Step 2: Seller Lists Home
The lender will work with the seller to set the price of the home and list it for sale with a real estate agency. Buyers can find the house through their real estate agents or multiple listing services. Interested buyers can contact the seller’s agent to see the home, just as they would for any standard sale.
Step 3: Buyer Makes an Offer
Interested buyers can then make an offer on your home. It’s recommended that buyers make offers that match the listing price or are very close to it, according to Freddie Mac. This is because the lender is already potentially losing money on the sale and is likely to reject low offers.
Most short sales are sold “as is,” so a lender will most likely not agree to repairs on the property.
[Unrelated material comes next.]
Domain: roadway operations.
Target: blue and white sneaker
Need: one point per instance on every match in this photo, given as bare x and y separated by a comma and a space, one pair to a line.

A prospective buyer is likely to put down earnest money to prove to the lender that he is serious about the offer to purchase and has the financial means to go through with the sale.
Step 4: Lender Reviews the Offer
This is where the process differs from typical real estate transactions. With a short sale, the lender, rather than the homeowner, reviews the offer from the buyer and can accept it, reject it or make a counteroffer. Depending on how many mortgages the seller has on the home, there might be more than one lender involved, which can slow down the approval process.
Step 5: Offer is Accepted or Rejected
If the lender approves the sale, the process from accepted offer to closing will proceed much like it would for any residential real estate transaction. If the offer is rejected, the process can start again with another prospective buyer or the lender may foreclose.